I was sweating profusely out of nervousness, after all those days of blaming and yelling at her for everything she never did just to calm down my rage against her sister, would she ever accept my love for her?
Nevertheless, it was not the right time of having back thoughts and I rushed towards home.
“Qaynaat, tum kaha ho?” I called out asking her where she was. Getting no reply I proceeded towards our bedroom just to find my mother leaning against our bed sobbing uncontrollably while reading a letter.
I grabbed the letter from her hand while unconsciously praying to Allah hoping that the letter had nothing to do with Qaynaat. But, all my dreams shattered in front of my eyes the moment I started reading it-
I have always loved you but deep inside I knew that you will never love me back. I wanted to see you happy so when you decided to start your business I wanted to become a part of it and your happiness without your knowledge.

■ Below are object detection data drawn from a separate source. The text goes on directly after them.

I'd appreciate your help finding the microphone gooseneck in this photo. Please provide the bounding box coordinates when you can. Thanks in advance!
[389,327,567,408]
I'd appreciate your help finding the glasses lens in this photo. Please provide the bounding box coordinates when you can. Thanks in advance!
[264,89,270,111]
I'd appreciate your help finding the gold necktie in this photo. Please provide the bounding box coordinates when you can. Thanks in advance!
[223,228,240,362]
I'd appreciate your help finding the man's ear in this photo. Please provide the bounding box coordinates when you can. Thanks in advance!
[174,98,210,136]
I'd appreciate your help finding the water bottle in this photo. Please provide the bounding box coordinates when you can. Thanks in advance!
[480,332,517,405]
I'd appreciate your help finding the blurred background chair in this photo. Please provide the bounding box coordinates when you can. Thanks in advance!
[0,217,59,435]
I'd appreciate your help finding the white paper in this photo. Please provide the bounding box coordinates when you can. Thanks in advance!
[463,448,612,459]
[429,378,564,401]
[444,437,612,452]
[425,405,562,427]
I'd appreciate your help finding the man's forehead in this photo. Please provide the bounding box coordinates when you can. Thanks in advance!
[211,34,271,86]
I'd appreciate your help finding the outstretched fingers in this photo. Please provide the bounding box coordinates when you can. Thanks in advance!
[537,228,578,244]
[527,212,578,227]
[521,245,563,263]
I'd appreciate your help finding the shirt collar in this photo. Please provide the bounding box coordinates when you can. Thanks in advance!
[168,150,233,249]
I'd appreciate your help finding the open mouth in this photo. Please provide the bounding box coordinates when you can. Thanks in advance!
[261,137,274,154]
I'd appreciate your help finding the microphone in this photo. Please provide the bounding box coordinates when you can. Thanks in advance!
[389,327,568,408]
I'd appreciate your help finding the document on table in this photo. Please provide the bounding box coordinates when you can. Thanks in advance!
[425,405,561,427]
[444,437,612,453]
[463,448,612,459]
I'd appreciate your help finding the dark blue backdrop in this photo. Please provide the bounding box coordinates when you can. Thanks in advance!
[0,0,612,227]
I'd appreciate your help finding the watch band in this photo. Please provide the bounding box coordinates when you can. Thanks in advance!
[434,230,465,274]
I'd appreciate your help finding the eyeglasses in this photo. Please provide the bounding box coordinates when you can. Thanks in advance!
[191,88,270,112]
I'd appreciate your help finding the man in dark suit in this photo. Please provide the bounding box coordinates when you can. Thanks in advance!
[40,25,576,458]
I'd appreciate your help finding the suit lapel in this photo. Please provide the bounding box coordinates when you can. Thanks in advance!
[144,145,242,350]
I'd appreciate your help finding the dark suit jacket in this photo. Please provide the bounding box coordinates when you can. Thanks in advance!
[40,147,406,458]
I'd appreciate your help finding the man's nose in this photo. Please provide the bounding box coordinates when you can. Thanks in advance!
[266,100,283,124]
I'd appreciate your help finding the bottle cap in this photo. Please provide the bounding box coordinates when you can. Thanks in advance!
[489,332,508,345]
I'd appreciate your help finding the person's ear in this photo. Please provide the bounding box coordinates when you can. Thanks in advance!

But a part of you always looked unhappy and incomplete, I realized you still love HER, so I decided to free you from our marriage. I were never meant to be yours.
I hope someday you will find your true love. Tell my parents not to search for me. I am literally tired now.......so please everybody allow me to rule my life my own way.
Good Bye for ever.........
My heart squeezed out my life. Everything felt numb. That day I found my true love but it left me already. I had searched for her everywhere but failed to find even a single trace of her.
After one week, a cop brought the lifeless, swollen body of Qaynaat rescued from a river.
She freed me indeed!
It has been two years since Qaynaat passed away, still the pain of loss feels so fresh. This lonely house, its rooms, even a mere showpiece cast back to the memories of her.
Every night I dream of her caressing me, soothing me from all the worries and miseries of life but everytime I wake up to realise that it was just another unreal dream.